A passagem da depressão “Kristin”, na madrugada de 28 de janeiro, provocou dezenas de ocorrências no concelho de Sintra, com especial impacto no centro histórico da vila, onde foram arrancadas cerca de 25 árvores, várias das quais classificadas.
As condições meteorológicas adversas, marcadas por precipitação intensa e rajadas de vento que atingiram os 130 km/h no Cabo da Roca, deram origem a um elevado número de quedas de árvores, inundações, danos em imóveis e viaturas, bem como cortes no fornecimento de energia elétrica. Em alguns pontos, formou-se um verdadeiro “túnel de vento” que varreu ruas e espaços públicos.

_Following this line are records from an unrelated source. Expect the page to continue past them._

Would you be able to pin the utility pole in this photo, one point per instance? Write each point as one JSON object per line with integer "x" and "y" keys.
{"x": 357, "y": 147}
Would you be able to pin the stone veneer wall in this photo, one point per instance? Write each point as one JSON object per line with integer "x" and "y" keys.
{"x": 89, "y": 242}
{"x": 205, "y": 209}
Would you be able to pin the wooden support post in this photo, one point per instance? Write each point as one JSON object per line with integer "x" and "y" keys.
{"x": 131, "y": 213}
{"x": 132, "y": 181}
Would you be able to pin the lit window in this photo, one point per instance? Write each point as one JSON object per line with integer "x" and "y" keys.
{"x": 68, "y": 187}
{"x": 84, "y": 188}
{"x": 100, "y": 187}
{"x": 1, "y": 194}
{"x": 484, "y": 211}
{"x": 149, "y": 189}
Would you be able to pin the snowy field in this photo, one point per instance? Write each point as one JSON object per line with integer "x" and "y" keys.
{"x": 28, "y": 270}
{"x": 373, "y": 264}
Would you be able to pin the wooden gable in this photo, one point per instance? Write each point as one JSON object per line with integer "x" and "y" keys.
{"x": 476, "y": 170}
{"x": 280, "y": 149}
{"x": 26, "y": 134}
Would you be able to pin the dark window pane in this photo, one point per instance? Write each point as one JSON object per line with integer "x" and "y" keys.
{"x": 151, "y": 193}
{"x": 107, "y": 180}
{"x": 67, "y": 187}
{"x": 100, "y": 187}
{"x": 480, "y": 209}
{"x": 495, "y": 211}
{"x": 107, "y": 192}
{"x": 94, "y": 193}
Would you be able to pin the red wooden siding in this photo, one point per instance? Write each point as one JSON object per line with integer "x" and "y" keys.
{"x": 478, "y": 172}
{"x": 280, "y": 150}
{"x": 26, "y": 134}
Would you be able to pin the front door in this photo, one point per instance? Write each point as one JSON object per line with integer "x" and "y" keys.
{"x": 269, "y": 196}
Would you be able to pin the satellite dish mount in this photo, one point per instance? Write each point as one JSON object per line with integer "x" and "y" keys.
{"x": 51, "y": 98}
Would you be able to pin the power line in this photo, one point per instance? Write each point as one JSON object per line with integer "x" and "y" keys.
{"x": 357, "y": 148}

Devido à instabilidade meteorológica, foram registadas 438 comunicações e ocorrências atendidas pelos bombeiros do concelho e pela Proteção Civil. Dez estradas municipais estiveram temporariamente cortadas à circulação automóvel, sobretudo por quedas de árvores e acumulação de água, obrigando também ao encerramento temporário de vias em várias freguesias.
(…) “São muitas ocorrências e esta tempestade assombrou-nos de forma muito severa” — Marco Almeida

Entre as zonas mais afetadas estiveram os acessos à vila, como Chão de Meninos e a Volta do Duche. Registaram-se ainda danos em áreas classificadas, nomeadamente no Jardim da Correnteza, onde várias tílias de grande porte foram derrubadas. Os trabalhos de remoção dos troncos e limpeza das vias tiveram início nas primeiras horas da manhã, com o objetivo de restabelecer a circulação rodoviária e o fornecimento de energia, interrompido em diversas zonas devido à queda de linhas elétricas.
O presidente da Câmara Municipal de Sintra, Marco Almeida, acompanhou no terreno as operações desde o início da manhã, sublinhando a gravidade da situação. “São muitas ocorrências e esta tempestade assombrou-nos de forma muito severa”, afirmou através das redes sociais.
Para o autarca a prioridade do município foi garantir a segurança da população e a rápida normalização da circulação. “As equipas municipais, forças de segurança, bombeiros e juntas de freguesia atuaram de forma pronta e incansável, permitindo responder eficazmente às situações registadas no concelho. Felizmente, não temos vítimas a registar”, anunciou a meio da manhã.
Marco Almeida salientou a importância da articulação entre os vários serviços envolvidos, considerando que “este trabalho demonstra a capacidade de resposta conjunta do município e das entidades parceiras, garantindo que a população sintrense sente a presença do município quando mais precisa”.